Advogado é achado morto em córrego

Ieda Rodrigues
| Tempo de leitura: 3 min

O advogado Jorge Luís Reis Charneca, 33 anos, foi achado morto por volta do meio-dia de ontem no córrego Santa Rosa, na estrada de terra que liga Bauru a Piratininga. A polícia está investigando o caso, mas como o carro, relógio e documentos da vítima desapareceram, a principal suspeita é que Charneca tenha sido vítima de latrocínio (roubo seguido de morte). Ele foi a 38.ª pessoa morta neste ano em Bauru.

O resultado do exame necroscópico, que deve precisar a causa da morte, deve ser divulgado hoje. O delegado J.J. Cardia, titular da Delegacia de Investigações Gerais/Grupo Armado de Repressão a Roubos e Assaltos (DIG/Garra), adiantou que a vítima apresentava ferimento sob o queixo, um hematoma na cabeça e uma fratura na coluna.

Porém, Charneca teria morrido por afogamento, aponta o laudo que ontem ainda era extra-oficial. “Estamos investigando todas as hipóteses, mas como o carro e documentos sumiram, tudo indica que ele foi vítima de latrocínio”, diz Cardia. O carro do advogado é o Gol placas DAW 1793, de Bauru.

Com base nestas informações, há três hipóteses mais prováveis para o crime: o advogado foi jogado de cima da ponte, que tem cerca de três metros de altura - o que teria causado as lesões pelo corpo - e em seguida veio a afogar-se, ou foi agredido e depois jogado dentro do córrego, onde afogou-se. Ele ainda pode ter sido jogado da ponte e sido afogado pelo agressor.

Charneca era sócio de um escritório de advogacia na área central de Bauru, segundo Caio Augusto Aguirre, primo da vítima. Ele atuava na profissão há cerca de 10 anos, inclusive na área criminal, e há alguns meses comentou com a família que havia recebido ameaças de morte. “Ele contou que recebeu duas ameaças, via celular, há cerca de quatro meses, mas depois disso não ligaram mais”, relata Aguirre.

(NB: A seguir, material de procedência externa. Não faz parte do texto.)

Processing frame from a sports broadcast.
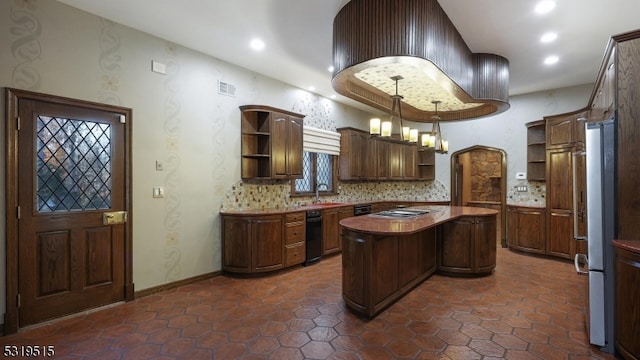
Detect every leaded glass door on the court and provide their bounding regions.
[7,90,132,327]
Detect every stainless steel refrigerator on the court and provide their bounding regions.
[575,117,617,353]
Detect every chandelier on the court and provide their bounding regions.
[369,75,418,143]
[421,100,449,154]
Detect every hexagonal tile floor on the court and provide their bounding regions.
[0,249,614,360]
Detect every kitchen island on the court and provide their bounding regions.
[340,206,498,317]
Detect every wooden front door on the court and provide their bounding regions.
[5,89,133,332]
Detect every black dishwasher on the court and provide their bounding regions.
[303,210,322,266]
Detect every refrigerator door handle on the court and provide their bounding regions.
[571,151,587,241]
[573,254,589,275]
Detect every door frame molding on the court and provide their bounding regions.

Por isso, Aguirre acredita que seu primo tenha mesmo sido vítima de latrocínio. “Ele não tinha inimigos, não imaginamos motivos para esse crime”, comenta. Charneca não chegou a procurar a polícia nem a Ordem dos Advogados do Brasil (OAB) para registrar a ameaça. “Eu o conhecia muito bem, era uma pessoa tranqüila, fez parte do Conselho Tutelar, e nunca formalizou que havia sido vítima de ameaça”, diz Edson Reis, presidente da Subseção Bauru da OAB.

Sob a ponte

O corpo estava sob uma ponte de madeira, com as mesmas roupas que Charneca havia saído de sua casa, na Vila Ipiranga, onde morava com os pais, anteontem à noite. Ele saiu para dar aula em um curso pré-vestibular na Universidade Estadual Paulista (Unesp), onde era voluntário.

Como não retornou, por volta das 10h de ontem, os familiares procuraram a polícia para registrar o desaparecimento do advogado. Logo em seguida, uma pessoa que passou pela ponte viu o corpo no córrego e acionou a Polícia Militar, conta o sargento Edmilson Marinho da Silva, da Base Comunitária Oeste. “Fomos até o local e achamos o corpo dentro d’água. Estava sem os sapatos, cinto e documentos”, diz.